Story: Brian Marucca
Art: Jim Rugg
Adhouse Books, $14.95
Marucca and Rugg, who caused quite a stir back in the early-mid Aughts with their cult favorite Street Angel, are back with a…well, it’s not exactly a homage, or a tribute, or even a satire of 1970’s vintage Blaxploitation movies and comics…it kinda defies categorization, actually.

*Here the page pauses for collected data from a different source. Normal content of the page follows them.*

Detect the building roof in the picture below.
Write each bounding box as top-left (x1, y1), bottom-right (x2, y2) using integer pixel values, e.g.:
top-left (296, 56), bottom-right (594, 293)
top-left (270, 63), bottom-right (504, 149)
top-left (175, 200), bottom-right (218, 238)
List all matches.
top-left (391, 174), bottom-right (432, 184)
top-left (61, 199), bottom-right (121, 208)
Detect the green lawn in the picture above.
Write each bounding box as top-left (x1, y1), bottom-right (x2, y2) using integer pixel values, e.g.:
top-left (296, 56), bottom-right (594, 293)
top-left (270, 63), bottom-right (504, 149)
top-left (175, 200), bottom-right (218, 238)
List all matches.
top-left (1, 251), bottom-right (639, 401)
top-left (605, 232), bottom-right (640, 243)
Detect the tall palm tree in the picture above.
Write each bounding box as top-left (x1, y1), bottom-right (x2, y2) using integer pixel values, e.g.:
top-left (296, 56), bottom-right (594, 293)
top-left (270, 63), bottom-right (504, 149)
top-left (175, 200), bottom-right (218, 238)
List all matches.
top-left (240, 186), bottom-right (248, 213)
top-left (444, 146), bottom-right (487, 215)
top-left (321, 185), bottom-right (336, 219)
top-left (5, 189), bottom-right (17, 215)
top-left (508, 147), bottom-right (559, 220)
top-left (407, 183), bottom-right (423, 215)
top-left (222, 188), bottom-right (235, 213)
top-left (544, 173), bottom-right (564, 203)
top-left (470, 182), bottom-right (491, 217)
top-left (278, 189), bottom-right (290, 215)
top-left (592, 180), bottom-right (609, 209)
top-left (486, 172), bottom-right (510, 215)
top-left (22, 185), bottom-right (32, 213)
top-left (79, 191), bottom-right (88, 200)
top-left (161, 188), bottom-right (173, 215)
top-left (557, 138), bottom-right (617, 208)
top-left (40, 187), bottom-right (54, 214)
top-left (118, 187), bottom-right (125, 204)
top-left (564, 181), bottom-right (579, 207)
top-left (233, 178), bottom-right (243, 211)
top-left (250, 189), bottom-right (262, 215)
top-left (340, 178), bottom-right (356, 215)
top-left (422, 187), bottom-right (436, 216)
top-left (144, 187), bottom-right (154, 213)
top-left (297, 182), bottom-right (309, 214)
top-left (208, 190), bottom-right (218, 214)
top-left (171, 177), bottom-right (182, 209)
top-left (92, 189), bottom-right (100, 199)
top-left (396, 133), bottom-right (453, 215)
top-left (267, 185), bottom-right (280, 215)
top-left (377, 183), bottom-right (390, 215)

And if this semi-surreal account of a smooth-lovin’, jive-talkin’, smackdown-bringin bad mother shut-your-mouth who faces weird menaces and always comes out on top (and is absolutely irresistible to the foxy mamas, too) comes across as a blend of Shaft, Superfly, Luke Cage, Herbie Popnecker, and the Flaming Carrot, well, let’s just say that there’s very little that’s new under the sun and enjoy this, which collects the Afrodisiac stories that have appeared in such places as Project: Superior, Street Angel itself, and others, very cleverly illustrated by artistic chameleon Rugg (he channels everyone from Kirby to Dan (Archie) DeCarlo), and scripted with tongue firmly in cheek by Marucca. The battles with Hercules and Satan, especially, are a hoot. Recommended. (Reviewed from a supplied PDF)
BATMAN AND ROBIN #7
Script: Grant Morrison
Art: Cameron Stewart
DC Comics, $2.99
For me, Morrison’s been hot and cold writing Batman for the last few years, and quite often the success of his scripts depends on his collaborator. For much of his Batman stint, he had bland Tony Daniel, and it only came to life when J.H. Williams III stepped in for the three part “Black Glove” story, in which Batman and Robin were called to a remote island meeting with other “Batmen of the World” (an early Sixties DC conceit that Morrison revived for his run) that of course wound up as a life-or-death situation. Among these Batmen of the World were Britain’s representatives, the Knight and the Squire. A couple of years later, Morrison’s writing this title, which almost comes across to me ofttimes as Moz trying to write a more genteel version of Frank Miller’s overheated and ludicrous All-Star Batman and Robin…and the “good as his collaborator” rule is in full effect. The first three issues were done with perhaps his most effective collaborator, Frank Quitely; Quitely moved on and was replaced with Philip Tan, who apparently can’t stage an action scene to save his life and whose style can be described as Jim Lee lite. Now Tan has been replaced by Moz’s Seaguy collaborator Cameron Stewart, who is also known for a long, and very good, run on the Catwoman title in the 2000’s. This, the first chapter of a three-part story, has Dick Grayson (who is Batman now in the wake of the events of Grant’s Final Crisis) in Jolly Olde, at first trying to get to the bottom of criminal interest in a mysterious mine with the assistance of Knight and Squire, and eventually (as it turns out) proving to have bigger fish to fry. Morrison (who turns 50 today, by the way, welcome to the club) is clearly in his element here, populating his story with a host of oddball London gangster super-gangsters with oddball names and providing a pleasingly gnarly sequence of events to open the festivities. Stewart is more than up to the task of parsing Grant’s often choppy and staccato style…and he shines throughout, especially in the opening scene, in which Bats and Squire (a character I’ve loved since I first saw her back in JLA Classified #1) race against the clock to defuse bombs, then rendezvous. We even get a surprise appearance by another kinda-popular, but new Bat-character. Exciting stuff, and bodes well for the rest of the arc.